A LINGUAGEM DAS FLORES





Sweet flowers alone can say what passion fears revealing.
THOMAS HOOD (1799-1845)

Há dias, um conhecido intelectual da nossa praça, meu amigável conhecido em tempos,  comentava publicamente que as flores o inquietam porque não comunicam.  Acho que não tinha ouvido nunca alguém dizer tal coisa, pelo que retive a afirmação e fiquei eu, por minha vez, algo inquieta, a reflectir sobre a questão.
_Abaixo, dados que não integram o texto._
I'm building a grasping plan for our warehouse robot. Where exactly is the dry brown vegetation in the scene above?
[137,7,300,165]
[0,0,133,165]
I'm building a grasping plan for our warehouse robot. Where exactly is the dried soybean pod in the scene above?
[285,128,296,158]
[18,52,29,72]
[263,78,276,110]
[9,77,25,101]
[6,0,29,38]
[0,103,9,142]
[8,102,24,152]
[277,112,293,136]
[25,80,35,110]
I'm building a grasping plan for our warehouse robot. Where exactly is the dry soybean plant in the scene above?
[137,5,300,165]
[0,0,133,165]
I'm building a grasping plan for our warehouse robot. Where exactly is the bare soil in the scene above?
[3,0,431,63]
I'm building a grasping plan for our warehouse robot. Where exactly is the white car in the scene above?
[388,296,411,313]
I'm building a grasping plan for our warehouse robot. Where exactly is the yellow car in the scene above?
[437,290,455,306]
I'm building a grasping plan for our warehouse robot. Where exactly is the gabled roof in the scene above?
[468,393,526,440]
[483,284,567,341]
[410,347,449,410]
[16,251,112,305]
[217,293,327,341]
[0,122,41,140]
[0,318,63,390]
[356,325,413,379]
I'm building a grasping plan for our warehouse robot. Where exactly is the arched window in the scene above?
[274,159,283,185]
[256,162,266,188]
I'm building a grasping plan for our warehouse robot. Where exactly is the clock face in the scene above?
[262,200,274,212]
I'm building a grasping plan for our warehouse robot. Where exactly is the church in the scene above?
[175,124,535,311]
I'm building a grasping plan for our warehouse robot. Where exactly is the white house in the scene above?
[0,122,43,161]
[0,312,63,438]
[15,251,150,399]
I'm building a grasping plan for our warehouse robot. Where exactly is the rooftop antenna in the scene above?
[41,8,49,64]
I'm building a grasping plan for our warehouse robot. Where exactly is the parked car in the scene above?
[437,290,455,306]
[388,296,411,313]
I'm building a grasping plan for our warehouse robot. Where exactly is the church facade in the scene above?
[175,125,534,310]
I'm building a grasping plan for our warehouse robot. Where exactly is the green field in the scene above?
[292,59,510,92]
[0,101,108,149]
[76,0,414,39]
Se há companhia que me conforte na densidade em que nos movemos, é com certeza a das flores e a do reino vegetal no seu todo. Talvez porque estavam no planeta muito antes da minha espécie o habitar e são com certeza repositório de uma sabedoria que estou longe de possuir. Firmemente enraizadas na terra-mãe, as plantas e as árvores erguem-se para o cosmos, convivem corajosamente com os elementos e povoam as nossas vidas de cor, graça , senhoras de uma estética incomparável e, na  nossa cultura,  acompanhantes inseparáveis de momentos importantes das nossas vidas. Casamentos, funerais,
nascimentos, namoros, agradecimentos de toda a ordem. Nenhum evento social as dispensa. Eu também não.
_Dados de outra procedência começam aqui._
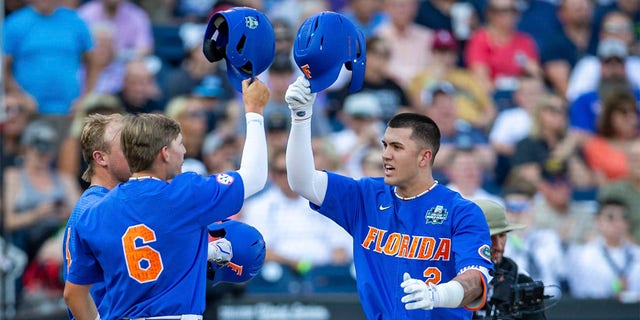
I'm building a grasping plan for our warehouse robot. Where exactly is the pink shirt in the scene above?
[465,28,540,81]
[377,22,433,88]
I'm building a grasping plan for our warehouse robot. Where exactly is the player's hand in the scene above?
[207,238,233,267]
[242,78,271,114]
[284,76,316,120]
[400,272,437,310]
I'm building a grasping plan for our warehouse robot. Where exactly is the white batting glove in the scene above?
[284,76,316,121]
[207,238,233,267]
[400,272,438,310]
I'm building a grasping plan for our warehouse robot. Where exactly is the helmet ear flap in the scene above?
[202,15,229,62]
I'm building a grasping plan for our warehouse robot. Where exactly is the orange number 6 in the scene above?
[422,267,442,284]
[122,224,164,283]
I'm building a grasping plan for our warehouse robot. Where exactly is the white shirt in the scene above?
[241,185,352,265]
[489,107,532,146]
[567,56,640,103]
[565,237,640,299]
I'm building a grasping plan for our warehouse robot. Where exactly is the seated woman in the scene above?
[583,90,640,185]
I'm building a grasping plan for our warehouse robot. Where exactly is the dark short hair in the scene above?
[387,112,440,164]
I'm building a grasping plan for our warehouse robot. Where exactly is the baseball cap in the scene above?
[344,92,382,118]
[208,219,267,286]
[598,39,629,60]
[431,29,458,50]
[473,199,527,236]
[20,120,58,153]
[191,75,224,98]
[421,81,456,104]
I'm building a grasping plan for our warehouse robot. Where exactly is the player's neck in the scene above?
[393,180,438,201]
[129,171,167,181]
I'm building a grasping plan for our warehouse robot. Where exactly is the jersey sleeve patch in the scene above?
[216,173,233,186]
[478,244,491,262]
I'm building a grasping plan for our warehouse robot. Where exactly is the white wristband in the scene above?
[433,280,464,308]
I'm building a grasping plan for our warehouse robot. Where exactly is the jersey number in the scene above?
[422,267,442,284]
[122,224,164,283]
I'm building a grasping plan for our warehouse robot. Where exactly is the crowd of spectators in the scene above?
[0,0,640,312]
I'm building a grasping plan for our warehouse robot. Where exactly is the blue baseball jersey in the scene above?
[62,186,109,320]
[311,173,492,319]
[67,172,244,319]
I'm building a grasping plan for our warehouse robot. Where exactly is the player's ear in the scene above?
[91,150,107,167]
[419,148,433,167]
[158,146,169,162]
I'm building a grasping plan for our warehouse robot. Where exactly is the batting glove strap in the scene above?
[285,76,316,121]
[207,238,233,267]
[400,272,464,310]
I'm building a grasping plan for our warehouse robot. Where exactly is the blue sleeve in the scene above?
[67,220,104,285]
[309,171,364,234]
[73,13,94,52]
[569,93,597,132]
[451,200,493,276]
Há dias, comovi-me, ao deparar-me com uma avenida inteira de jacarandás floridos a erguerem aos céus a mancha intensamente azul da suas flores com que atapetavam também o caminho por onde eu passava. Belo, sem dúvida, mas vá-se lá saber a profunda e misteriosa razão para as minhas lágrimas.
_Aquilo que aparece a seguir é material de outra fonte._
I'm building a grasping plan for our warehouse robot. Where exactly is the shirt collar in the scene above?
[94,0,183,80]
Preciso da companhia das flores no dia a dia, em cada momento, a sua presença luxuriante e em profusão nas casas que habito e no jardim dá-me confiança e empresta ao meu ambiente algo de vital que me faz sentir rica e abundante, no sentido mais puro que a expressão possa ter. Recurso emocional, portadoras de uma linguagem simbólica complementar das minhas palavras e dos meus actos, as flores, desde sempre presents nas mitologias e nas relgiões, tornaram-se uma extensão do que aqui e agora manifesto. Quando duas mulheres amadas faleceram, encontrei alívio e conforto espiritual enchendo o caixão de rosas, e foi com uma que acariciei pela última vez o rosto sem vida da minha amada Mãe, momentos antes do féretro ser depositado na sua última morada. Ocorreu nesse instante um poderoso e indizível mistério, um amplexo de amor que nada poderá jamais quebrar.
Com flores digo muito do que as palavras não alcançam. Isso vem acontecendo desde há milhares de anos e tal já ressalta no celebrado “Cântico dos Cânticos”. Também Shakespeare conferiu um significado emblemático às flores  na obra-prima Hamlet, Prince of Denmark, pois a heroína Ofélia refere o significado simbólico de várias flores.
Esta linguagem, também conhecida como floriografia, foi mais tarde desenvolvida e cultivada pelos vitorianos, após ter sido trazida da luz de Constantinopla por Lady Mary Wortley Montagu, em princípios do século XVIII.*
Assim, é razoavelmente bem conhecido o simbolismo das flores e como ele nos assiste nos nossos esforços de comunicação.
Creio, contudo, que o que inquieta e intriga o meu amigo é a aparente inacessibilidade de uma linguagem poderosa, existente a níveis vibratórios que a sensibilidade pode reconhecer mas que a razão não consegue explicar. É esse o caso de muita coisa na nossa existência. No das flores, fomos associando a cor e características a sentimentos humanos e criámos toda uma correspondência.
Algo me diz, contudo, que a linguagem encriptada das pantas é outra…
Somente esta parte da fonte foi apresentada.